Import the self-signed tcserver.jks X509 format certificate into the tc Server keystore:

> keytool -import -alias tcserver -keystore tcserver.jks -trustcacerts -file tcserver.crt
Enter keystore password:
Certificate reply was installed in keystore

Verify that the Owner and Issuer CNs and Alias names are correct.

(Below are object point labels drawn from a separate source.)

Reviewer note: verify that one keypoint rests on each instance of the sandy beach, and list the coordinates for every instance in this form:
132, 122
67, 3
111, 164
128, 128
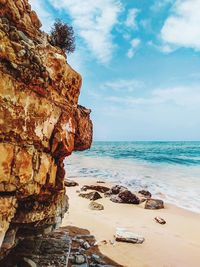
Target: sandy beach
175, 244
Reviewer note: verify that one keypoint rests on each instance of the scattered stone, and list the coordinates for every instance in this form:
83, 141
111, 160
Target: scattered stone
70, 183
99, 188
85, 245
25, 262
78, 259
117, 189
96, 206
85, 236
154, 204
91, 196
122, 235
160, 220
125, 196
145, 193
81, 265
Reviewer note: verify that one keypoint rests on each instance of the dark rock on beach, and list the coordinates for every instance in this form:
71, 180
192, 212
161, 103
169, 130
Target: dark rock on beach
125, 196
117, 189
91, 196
154, 204
95, 206
70, 183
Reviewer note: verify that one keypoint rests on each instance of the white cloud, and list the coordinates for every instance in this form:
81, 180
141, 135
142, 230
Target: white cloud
165, 48
160, 4
134, 44
188, 97
182, 27
44, 16
131, 18
94, 20
125, 85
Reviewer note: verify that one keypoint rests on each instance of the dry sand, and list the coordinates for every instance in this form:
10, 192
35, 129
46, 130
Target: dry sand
175, 244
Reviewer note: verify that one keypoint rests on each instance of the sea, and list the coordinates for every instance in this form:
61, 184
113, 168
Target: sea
169, 170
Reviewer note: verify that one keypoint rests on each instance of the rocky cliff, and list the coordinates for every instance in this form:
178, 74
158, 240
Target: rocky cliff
40, 124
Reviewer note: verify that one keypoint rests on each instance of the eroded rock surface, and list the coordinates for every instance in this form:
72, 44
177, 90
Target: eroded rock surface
40, 123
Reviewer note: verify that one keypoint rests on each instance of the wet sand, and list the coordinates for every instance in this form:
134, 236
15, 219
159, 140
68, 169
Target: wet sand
175, 244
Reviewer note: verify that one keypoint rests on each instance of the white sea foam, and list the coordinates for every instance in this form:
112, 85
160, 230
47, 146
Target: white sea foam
177, 184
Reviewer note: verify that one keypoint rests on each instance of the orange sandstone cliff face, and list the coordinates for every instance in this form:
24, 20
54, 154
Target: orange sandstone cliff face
40, 123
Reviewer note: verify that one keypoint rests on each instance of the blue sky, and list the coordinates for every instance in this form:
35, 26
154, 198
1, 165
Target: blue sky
140, 63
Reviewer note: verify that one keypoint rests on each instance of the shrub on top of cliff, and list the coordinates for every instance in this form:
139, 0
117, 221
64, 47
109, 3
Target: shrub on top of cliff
62, 35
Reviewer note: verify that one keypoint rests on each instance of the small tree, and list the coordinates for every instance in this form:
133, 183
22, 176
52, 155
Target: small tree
62, 35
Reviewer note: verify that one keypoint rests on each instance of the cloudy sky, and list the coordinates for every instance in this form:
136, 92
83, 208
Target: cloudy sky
140, 62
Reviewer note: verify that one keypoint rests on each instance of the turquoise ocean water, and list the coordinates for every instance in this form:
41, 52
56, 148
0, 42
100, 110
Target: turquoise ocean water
170, 170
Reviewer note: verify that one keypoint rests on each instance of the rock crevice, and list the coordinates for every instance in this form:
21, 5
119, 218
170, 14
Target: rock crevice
40, 123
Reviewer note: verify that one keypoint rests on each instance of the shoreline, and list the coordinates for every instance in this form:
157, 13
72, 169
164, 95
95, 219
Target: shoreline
174, 244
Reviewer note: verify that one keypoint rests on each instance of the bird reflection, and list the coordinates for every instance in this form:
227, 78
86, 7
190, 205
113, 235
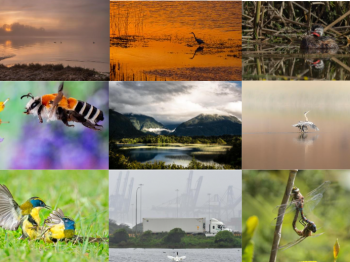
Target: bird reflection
199, 49
306, 139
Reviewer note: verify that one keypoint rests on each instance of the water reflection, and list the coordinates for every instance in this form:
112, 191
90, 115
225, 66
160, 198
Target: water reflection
306, 139
82, 52
199, 49
169, 154
290, 62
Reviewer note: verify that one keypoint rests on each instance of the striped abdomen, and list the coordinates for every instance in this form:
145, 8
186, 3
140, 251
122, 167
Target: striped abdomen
89, 112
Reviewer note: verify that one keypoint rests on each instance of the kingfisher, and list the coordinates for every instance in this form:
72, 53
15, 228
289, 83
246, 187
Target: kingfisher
2, 104
25, 216
59, 227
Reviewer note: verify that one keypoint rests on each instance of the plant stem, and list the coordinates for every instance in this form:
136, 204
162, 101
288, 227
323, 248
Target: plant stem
278, 228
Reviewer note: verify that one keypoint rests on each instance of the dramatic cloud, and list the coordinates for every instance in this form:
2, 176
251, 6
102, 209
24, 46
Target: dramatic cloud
79, 17
176, 102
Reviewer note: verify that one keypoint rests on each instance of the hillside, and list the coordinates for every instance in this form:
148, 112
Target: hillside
121, 126
210, 125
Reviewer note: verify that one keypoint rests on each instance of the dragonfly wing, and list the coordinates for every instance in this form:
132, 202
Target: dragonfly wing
317, 235
318, 190
311, 203
287, 208
291, 244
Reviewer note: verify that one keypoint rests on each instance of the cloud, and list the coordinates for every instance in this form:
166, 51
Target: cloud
175, 102
19, 29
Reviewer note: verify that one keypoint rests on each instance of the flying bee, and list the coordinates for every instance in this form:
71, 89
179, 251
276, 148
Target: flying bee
58, 107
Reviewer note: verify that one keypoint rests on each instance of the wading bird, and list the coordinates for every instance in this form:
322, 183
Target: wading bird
316, 40
199, 41
25, 216
303, 125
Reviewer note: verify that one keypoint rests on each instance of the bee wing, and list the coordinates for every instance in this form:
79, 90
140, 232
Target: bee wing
57, 100
10, 212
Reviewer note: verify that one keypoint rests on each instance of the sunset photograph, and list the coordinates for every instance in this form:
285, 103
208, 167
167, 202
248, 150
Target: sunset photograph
175, 41
54, 40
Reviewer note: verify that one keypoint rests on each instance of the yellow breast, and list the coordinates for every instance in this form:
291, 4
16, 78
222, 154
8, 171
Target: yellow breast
30, 230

To verify the keystore certificates:

> keytool -v -list -keystore tcserver.jks
Enter keystore password:

Keystore type: JKS
Keystore provider: SUN

Your keystore contains 2 entries

Alias name: root
Creation date: Dec 28, 2011
Entry type: trustedCertEntry

Owner: EMAILADDRESS=root@localhost, CN=my own root ca, OU=tse, O=vmware, L=sf, ST=ca, C=us
Issuer: EMAILADDRESS=root@localhost, CN=my own root ca, OU=tse, O=vmware, L=sf, ST=ca, C=us
Serial number: a61aeec2cb911331
Valid from: Wed Dec 28 11:56:23 PST 2011 until: Thu Dec 27 11:56:23 PST 2012
Certificate fingerprints:
MD5: BD:BA:AD:3B:BD:60:83:B2:0B:10:28:FA:16:3E:75:EC
SHA1: 5C:C3:CB:05:5B:B0:89:80:21:FD:7B:9F:D3:C6:35:9D:5C:05:B2:30
Signature algorithm name: SHA1withRSA
Version: 1


*******************************************
*******************************************


Alias name: tcserver
Creation date: Dec 28, 2011
Entry type: PrivateKeyEntry
Certificate chain length: 2
Certificate[1]:
Owner: CN=w1-s2porthos.eng.vmware.com, OU=tse, O=vmware, L=sf, ST=ca, C=us
Issuer: EMAILADDRESS=root@localhost, CN=my own root ca, OU=tse, O=vmware, L=sf, ST=ca, C=us
Serial number: 2
Valid from: Wed Dec 28 12:05:04 PST 2011 until: Thu Dec 27 12:05:04 PST 2012
Certificate fingerprints:
MD5: 34:A1:A1:C2:16:9A:AA:35:EB:24:12:1D:6A:F2:5F:17
SHA1: 8F:30:E6:56:DF:0B:9D:5C:CE:37:B6:84:2C:2D:F1:E7:12:06:BF:C2
Signature algorithm name: SHA1withRSA
Version: 1
Certificate[2]:
Owner: EMAILADDRESS=root@localhost, CN=my own root ca, OU=tse, O=vmware, L=sf, ST=ca, C=us
Issuer: EMAILADDRESS=root@localhost, CN=my own root ca, OU=tse, O=vmware, L=sf, ST=ca, C=us
Serial number: a61aeec2cb911331
Valid from: Wed Dec 28 11:56:23 PST 2011 until: Thu Dec 27 11:56:23 PST 2012
Certificate fingerprints:
MD5: BD:BA:AD:3B:BD:60:83:B2:0B:10:28:FA:16:3E:75:EC
SHA1: 5C:C3:CB:05:5B:B0:89:80:21:FD:7B:9F:D3:C6:35:9D:5C:05:B2:30
Signature algorithm name: SHA1withRSA
Version: 1


*******************************************
*******************************************


Next, we must import the self-signed root CA certificate (myca/ca/myca.crt) into the client browser to establish a complete chain of trust.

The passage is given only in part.